Published on 27th May 2008

Xenophobic horror: A symptom of lack of a clear migration policy
Since the independence of the first African nation, Ghana, it is now certain that Africa belongs to Africans and no one will author our destiny. We (Africans) should ask ourselves: what kind of African society do we need? What values should inform our society? What democratic order should define the African brand? Is our society sustainable in a competitive world?

Democracy is not alien to the African context. At the core of a democratic order is respect for choice and freedom. Klaus Nurnberger in the book A Democratic Vision for South Africa argues that for democracy to thrive, there is need to uphold human dignity and equality.

The recent spate of xenophobic horror and bloody violence in South Africa is a cause of concern to all those who love Africa and are concerned about transforming the African dream into reality. The independence and self determination of South Africa was celebrated less than a decade ago as the birth of a rainbow nation, led by the icon Nelson Mandela. Is South Africa still the same South Africa we all loved and celebrated?

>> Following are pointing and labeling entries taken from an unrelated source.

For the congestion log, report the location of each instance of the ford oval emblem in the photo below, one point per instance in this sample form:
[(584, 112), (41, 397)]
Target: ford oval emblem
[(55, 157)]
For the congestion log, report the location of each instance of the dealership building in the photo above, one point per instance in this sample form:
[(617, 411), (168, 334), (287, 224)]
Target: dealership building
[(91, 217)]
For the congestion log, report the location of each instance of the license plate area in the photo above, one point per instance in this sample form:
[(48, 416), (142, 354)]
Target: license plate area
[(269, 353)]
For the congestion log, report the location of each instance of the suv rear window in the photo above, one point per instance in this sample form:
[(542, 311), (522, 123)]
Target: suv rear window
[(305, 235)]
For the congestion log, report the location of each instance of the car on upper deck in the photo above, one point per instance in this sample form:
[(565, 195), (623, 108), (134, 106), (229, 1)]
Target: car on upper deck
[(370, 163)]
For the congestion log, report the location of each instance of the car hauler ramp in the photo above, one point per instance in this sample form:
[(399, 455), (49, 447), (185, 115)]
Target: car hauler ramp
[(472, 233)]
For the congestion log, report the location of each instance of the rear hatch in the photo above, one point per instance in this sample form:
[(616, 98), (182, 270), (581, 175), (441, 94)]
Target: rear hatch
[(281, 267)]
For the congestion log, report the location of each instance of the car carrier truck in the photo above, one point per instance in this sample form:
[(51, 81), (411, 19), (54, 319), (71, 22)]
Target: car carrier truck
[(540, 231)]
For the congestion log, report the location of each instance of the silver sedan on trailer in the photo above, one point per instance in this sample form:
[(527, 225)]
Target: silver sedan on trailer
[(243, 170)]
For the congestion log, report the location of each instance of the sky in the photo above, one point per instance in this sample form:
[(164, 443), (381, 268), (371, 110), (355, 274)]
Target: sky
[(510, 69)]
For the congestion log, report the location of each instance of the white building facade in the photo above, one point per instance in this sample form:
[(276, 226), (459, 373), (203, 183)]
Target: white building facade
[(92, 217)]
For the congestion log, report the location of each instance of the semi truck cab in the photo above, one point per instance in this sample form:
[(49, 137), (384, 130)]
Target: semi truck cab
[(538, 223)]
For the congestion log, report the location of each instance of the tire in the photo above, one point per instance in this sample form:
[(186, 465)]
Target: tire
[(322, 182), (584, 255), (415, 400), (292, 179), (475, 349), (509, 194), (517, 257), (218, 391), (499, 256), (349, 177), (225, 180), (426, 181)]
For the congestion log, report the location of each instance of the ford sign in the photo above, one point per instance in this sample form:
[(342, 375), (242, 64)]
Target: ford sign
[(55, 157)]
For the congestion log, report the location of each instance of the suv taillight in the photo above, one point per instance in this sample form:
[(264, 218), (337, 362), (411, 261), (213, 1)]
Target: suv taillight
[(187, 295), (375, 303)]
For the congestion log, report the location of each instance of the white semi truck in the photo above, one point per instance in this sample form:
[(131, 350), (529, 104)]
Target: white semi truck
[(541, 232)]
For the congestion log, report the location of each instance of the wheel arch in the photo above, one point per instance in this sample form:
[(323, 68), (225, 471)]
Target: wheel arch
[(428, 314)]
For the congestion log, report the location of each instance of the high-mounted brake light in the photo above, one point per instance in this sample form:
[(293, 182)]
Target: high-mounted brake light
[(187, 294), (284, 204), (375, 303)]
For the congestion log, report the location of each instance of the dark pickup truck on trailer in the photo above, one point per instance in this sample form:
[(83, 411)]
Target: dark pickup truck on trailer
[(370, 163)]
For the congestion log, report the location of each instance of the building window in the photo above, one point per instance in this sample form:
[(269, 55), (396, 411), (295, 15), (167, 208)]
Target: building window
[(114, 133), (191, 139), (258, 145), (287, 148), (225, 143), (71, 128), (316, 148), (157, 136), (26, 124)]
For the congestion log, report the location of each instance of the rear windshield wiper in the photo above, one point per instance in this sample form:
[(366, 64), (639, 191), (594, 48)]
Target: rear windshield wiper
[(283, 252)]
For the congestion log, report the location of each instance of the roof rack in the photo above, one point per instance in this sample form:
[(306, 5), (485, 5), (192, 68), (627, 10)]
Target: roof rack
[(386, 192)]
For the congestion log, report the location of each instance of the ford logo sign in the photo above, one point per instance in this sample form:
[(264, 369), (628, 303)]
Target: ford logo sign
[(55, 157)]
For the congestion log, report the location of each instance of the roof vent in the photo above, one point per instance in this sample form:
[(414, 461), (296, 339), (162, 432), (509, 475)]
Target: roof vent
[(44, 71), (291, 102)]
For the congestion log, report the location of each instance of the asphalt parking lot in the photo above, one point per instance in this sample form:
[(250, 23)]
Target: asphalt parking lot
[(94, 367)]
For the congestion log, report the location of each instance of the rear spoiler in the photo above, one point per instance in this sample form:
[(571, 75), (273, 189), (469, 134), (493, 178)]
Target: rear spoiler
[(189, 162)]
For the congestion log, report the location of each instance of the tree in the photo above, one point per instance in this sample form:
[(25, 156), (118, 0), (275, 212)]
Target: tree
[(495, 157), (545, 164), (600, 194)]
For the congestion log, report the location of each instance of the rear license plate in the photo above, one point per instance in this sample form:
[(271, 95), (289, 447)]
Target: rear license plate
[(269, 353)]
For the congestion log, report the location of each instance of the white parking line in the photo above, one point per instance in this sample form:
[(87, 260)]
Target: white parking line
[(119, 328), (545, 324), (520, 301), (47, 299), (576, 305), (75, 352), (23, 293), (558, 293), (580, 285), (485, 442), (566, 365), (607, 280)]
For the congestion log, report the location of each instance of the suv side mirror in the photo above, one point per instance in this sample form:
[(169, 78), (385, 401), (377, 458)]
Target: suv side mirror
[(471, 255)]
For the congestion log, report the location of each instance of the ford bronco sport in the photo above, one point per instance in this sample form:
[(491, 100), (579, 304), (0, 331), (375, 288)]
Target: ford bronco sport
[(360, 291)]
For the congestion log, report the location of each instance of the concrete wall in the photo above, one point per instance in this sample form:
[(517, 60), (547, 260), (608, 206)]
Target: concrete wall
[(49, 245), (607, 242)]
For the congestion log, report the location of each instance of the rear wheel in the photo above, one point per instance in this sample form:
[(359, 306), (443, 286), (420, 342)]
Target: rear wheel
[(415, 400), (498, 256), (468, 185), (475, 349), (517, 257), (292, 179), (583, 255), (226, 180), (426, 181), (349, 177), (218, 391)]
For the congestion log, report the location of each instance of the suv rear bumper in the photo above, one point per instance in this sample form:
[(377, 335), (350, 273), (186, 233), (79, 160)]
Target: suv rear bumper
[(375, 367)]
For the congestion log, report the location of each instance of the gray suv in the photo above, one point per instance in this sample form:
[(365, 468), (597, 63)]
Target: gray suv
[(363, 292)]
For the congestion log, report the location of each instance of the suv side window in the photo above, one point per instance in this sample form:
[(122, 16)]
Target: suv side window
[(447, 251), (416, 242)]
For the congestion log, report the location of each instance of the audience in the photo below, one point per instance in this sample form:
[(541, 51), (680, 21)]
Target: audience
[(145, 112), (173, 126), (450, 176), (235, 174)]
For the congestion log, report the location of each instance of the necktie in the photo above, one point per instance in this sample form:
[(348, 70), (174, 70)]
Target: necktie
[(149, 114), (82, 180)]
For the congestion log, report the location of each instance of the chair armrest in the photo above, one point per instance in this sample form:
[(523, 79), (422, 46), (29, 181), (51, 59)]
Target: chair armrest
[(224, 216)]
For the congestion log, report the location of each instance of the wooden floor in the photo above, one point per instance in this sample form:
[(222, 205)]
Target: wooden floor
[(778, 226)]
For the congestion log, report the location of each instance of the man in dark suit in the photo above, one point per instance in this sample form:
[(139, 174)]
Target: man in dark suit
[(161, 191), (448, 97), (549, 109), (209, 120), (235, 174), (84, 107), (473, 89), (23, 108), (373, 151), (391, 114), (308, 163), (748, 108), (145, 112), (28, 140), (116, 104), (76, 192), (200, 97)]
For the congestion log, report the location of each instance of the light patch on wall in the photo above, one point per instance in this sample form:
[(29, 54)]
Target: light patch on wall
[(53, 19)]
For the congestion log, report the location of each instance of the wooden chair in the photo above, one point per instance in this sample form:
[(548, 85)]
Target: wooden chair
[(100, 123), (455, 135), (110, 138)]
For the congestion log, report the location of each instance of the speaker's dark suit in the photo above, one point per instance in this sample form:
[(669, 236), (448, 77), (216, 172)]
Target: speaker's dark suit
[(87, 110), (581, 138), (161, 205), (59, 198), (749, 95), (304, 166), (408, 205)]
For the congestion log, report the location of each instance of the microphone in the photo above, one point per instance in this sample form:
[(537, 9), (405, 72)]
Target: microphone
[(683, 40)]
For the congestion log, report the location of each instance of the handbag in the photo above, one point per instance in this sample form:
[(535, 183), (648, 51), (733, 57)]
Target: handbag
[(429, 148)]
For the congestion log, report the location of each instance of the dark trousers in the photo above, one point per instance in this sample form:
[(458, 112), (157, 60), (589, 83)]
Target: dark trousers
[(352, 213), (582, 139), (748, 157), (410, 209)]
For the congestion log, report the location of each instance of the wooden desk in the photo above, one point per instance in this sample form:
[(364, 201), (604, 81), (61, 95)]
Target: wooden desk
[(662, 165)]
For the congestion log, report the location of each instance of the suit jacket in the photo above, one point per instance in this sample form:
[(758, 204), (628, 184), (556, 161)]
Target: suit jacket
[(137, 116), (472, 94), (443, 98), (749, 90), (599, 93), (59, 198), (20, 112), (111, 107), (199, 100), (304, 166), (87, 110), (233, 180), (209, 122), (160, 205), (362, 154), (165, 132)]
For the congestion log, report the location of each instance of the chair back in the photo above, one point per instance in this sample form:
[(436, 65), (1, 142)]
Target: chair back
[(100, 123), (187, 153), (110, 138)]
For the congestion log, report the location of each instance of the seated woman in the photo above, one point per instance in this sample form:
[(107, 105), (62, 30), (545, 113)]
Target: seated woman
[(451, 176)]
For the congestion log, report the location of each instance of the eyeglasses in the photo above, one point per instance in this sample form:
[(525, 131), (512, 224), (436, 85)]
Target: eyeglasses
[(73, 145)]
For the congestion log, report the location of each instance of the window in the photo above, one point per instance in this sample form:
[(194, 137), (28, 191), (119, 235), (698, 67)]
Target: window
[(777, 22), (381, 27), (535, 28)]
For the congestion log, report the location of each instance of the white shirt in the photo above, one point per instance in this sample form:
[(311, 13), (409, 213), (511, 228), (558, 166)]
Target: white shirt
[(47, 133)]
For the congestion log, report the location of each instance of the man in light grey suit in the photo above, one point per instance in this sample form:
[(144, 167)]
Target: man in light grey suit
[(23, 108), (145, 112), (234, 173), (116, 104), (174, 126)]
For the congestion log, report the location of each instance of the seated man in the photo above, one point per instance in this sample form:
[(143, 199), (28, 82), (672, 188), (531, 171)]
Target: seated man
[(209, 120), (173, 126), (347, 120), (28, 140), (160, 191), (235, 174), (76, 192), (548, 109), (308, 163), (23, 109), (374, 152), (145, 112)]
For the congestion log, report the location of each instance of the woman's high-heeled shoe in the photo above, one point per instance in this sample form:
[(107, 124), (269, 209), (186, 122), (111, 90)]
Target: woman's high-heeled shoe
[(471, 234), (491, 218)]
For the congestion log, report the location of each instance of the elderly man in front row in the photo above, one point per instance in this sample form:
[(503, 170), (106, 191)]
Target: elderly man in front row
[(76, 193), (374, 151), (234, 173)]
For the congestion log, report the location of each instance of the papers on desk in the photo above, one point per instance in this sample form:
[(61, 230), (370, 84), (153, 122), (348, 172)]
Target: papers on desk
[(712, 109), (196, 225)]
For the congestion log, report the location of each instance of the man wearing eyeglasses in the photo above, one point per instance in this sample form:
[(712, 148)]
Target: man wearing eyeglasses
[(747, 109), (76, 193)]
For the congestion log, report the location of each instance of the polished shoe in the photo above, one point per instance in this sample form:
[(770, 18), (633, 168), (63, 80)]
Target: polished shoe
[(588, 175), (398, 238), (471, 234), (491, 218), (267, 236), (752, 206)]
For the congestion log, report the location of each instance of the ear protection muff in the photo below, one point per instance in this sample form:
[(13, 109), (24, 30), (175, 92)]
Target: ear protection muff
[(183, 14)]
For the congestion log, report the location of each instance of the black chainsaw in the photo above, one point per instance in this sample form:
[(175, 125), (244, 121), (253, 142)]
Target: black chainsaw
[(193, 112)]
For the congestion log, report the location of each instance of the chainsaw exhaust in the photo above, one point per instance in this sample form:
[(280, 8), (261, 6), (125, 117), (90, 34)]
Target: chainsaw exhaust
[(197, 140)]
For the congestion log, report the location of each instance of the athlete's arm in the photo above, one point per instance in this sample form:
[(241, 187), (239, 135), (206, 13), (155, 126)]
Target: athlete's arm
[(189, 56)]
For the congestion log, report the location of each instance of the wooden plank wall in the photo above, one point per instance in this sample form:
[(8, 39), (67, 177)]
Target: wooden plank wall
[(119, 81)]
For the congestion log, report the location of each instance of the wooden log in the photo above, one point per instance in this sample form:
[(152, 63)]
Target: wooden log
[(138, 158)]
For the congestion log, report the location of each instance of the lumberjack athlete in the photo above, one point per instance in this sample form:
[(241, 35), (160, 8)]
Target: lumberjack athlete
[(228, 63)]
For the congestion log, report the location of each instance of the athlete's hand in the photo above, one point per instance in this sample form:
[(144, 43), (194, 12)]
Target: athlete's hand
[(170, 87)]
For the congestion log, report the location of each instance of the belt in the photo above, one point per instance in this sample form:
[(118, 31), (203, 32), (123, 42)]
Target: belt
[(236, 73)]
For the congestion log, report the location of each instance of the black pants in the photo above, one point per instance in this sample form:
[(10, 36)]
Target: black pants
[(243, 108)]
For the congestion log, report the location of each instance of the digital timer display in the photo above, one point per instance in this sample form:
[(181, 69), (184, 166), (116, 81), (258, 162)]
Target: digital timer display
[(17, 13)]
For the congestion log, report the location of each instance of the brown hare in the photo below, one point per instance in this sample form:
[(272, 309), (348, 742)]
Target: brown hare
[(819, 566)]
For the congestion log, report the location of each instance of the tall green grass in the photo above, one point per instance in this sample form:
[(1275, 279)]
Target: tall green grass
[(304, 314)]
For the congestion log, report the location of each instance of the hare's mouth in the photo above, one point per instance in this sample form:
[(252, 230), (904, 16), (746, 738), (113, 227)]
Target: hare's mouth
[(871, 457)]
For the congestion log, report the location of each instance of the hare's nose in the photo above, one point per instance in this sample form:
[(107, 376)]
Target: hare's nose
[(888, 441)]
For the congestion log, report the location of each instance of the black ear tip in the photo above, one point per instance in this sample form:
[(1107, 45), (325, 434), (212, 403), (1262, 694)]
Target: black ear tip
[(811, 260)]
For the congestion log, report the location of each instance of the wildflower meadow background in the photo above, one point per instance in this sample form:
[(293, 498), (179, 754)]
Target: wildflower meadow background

In the next two years, the country will host the first ever soccer world cup on African land, an event that will attract more than a million international visitors. How will South Africans treat the foreigners given such precedence on treating fellow African brothers coming just across their borders?

This xenophobic horror is a symptom of lack of a clear migration policy on the continent. Intra-Africa migration has never occurred within any strategic policy framework from the donor or host countries, hence the presence of many Zimbabweans doing menial jobs in South Africa, yet they are trained Doctors, Teachers and Engineers just to name a few. These people would have contributed to the South African economy by plugging the skills gap. This shows the policy bankruptcy of African leaders in failing to locate issues of strategic concern on the continent.

As a Zimbabwean, I am deeply saddened to learn that my countrymen are among the worst hit by the xenophobic violence. The movement of Zimbabweans into South Africa has occurred in a serious policy vacuum notwithstanding it is a symptom of a socio-economic and political melt down. The movement has been characterized by denial from both the Zimbabwean authorities and South African authorities, with the latter denying the emigrants voting rights.

The unfortunate Zimbabweans have been caught up in the no-man’s land with no place to shelter from bullets. The South African authorities have resorted to en masse deportation of Zimbabwean nationals without a clear policy of detecting and handling issues case-by-case and/ or based on special circumstances. Hooligans and unruly South Africans have extended this unfortunate state based doctrine of large-scale deportation of the skilled, professionals and unskilled Zimbabweans based in South Africa to proudly xenophobic.

In the name of African solidarity, the doctrine of sovereignty and the principle of non-interference, the South African authorities have refused to offer a blanket refugee status to Zimbabweans fleeing the socio-economic and political melt down in their country often opting to call it a manageable crisis. As a result of this blunt policy, Zimbabweans have endured a harsh legacy that has coincided with the bloody campaign against Zimbabweans who voted for the opposition Movement for democratic change (MDC).

The South African government needs to re-look its foreign policy on Zimbabwe if the ‘Proudly South African’ brand is to get a decent position in the mind of global citizens. And indeed Drucker was right that only the customer creates value. South Africans only have themselves to blame if they let the rainbow nation drown to the levels of failed nations by shouting ‘Proudly Xenophobic’ to the world.